Love and scandal are the best sweeteners of tea. —Henry Fielding

16 October 2008

Paranoid Park

I like Gus Van Sant. I was probably one of the only people in the world who really liked Gerry, his two-handed film with Matt Damon and Casey Affleck in 2003. And I loved his film Elephant, which a meditative and fascinating riff on the Columbine High School killings.

Van Sant has been working in the same style as those films for a while now (on and off, of course), but I liked his Kurt Cobain movie Last Days considerably less than those earlier two movies.

This year's Paranoid Park is another meditative, quiet film, this time about a murder and a skateboarding teenager. It's a character study, but...

well I didn't really like it all that much. I mean, I guess I liked it. I love the style. I am glad Van Sant is still working like this. I particularly love the photography and I dig his unconventional use of music, too. But this movie doesn't really have much to go on in terms of content. The plot just isn't that interesting. Paranoid Park is also hampered by uneven acting. By which I mean that some of the supporting players, simply put, are bad. There is a young lady named Lauren McKinney, in particular (Paranoid Park is her first movie) who is terrible. Whenever she is onscreen she pulled me out of the narrative and away from my emotional involvement with the fascinating lead actor (Gabe Nevins, also in his first movie).

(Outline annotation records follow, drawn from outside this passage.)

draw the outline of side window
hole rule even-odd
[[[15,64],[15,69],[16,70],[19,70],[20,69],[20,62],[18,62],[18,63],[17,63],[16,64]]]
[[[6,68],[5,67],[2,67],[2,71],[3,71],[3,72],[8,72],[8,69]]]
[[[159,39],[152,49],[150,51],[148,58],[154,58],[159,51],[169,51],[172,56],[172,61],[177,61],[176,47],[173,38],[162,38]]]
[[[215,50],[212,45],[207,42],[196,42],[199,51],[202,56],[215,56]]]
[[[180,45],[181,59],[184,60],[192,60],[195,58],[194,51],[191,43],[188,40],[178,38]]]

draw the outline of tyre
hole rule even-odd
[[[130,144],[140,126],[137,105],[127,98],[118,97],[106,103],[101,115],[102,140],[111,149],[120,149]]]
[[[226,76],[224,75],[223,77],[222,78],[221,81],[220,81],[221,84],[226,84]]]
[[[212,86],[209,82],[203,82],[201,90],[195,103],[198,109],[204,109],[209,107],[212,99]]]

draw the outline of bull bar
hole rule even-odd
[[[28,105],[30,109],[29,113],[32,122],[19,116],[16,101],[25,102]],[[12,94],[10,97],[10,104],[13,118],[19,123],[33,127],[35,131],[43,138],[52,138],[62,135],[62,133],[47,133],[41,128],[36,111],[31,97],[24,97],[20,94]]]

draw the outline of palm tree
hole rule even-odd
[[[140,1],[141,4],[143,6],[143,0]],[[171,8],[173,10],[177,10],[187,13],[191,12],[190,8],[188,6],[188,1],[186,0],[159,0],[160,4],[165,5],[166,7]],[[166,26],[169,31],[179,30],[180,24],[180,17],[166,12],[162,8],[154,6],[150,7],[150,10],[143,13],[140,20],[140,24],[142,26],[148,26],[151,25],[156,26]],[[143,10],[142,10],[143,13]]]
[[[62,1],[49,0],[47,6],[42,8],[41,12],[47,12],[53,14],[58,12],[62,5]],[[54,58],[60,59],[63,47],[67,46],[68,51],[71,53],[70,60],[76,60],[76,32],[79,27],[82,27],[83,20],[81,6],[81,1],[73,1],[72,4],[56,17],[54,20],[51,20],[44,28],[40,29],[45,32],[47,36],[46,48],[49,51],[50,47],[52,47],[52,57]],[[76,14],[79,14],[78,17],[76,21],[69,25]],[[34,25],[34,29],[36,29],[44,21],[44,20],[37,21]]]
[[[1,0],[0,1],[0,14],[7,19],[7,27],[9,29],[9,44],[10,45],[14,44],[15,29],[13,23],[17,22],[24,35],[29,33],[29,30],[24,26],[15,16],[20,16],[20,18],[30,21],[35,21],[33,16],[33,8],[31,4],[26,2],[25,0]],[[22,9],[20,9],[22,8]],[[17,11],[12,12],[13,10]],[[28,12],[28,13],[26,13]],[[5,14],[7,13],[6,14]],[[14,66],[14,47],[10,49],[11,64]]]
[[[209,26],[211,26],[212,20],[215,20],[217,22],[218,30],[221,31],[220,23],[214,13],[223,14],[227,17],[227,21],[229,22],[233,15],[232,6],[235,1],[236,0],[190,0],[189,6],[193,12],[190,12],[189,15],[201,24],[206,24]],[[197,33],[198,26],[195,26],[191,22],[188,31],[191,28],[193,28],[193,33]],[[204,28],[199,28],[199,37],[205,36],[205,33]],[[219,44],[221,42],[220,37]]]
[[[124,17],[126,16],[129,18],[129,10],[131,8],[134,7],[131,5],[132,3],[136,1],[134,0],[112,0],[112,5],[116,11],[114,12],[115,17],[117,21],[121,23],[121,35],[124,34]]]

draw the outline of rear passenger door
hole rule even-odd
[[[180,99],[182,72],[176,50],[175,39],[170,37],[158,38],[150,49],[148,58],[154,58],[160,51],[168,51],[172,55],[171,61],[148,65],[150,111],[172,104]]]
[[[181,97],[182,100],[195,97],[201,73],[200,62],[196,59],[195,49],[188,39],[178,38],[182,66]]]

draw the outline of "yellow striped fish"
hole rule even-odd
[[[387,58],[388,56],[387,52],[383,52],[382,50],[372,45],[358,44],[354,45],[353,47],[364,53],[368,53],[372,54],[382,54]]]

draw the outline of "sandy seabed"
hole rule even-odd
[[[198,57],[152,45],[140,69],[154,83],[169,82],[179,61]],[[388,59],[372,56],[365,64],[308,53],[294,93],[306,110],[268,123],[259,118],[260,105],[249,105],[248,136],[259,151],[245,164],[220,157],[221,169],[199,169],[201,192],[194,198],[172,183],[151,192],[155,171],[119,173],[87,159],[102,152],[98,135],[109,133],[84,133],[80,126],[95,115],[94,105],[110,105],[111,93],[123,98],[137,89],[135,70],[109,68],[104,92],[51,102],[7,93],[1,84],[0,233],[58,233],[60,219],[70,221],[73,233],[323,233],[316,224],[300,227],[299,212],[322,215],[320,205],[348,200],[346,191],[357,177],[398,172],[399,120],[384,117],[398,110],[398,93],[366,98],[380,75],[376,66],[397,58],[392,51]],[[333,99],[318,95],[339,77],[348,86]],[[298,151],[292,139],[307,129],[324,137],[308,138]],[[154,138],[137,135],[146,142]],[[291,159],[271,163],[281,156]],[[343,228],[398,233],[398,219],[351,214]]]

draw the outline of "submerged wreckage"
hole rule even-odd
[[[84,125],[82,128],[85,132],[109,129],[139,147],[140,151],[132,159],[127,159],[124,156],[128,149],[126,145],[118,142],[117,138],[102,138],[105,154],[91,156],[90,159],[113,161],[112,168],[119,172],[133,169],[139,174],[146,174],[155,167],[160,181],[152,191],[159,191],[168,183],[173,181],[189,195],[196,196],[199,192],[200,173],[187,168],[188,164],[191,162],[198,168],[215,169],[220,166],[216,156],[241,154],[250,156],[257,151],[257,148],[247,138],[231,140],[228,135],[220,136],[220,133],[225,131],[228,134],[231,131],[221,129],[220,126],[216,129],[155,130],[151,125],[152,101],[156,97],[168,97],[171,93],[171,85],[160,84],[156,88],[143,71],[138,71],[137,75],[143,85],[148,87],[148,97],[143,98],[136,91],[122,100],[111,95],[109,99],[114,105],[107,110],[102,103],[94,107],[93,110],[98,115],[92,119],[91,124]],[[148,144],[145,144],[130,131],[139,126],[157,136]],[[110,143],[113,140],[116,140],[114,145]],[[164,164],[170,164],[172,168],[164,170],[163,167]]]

The use of non-actors in films occasionally pays off, but I find sometimes that these performers are too conscious of their own performances to be believable onscreen. Quite a few of the actors in Paranoid Park (McKinney is not the only one) did this to me, and so I just couldn't quite buy into this film the way I fell for Elephant and Gerry. Van Sant is still doing good work, but I wish he would use a more experienced talent-pool.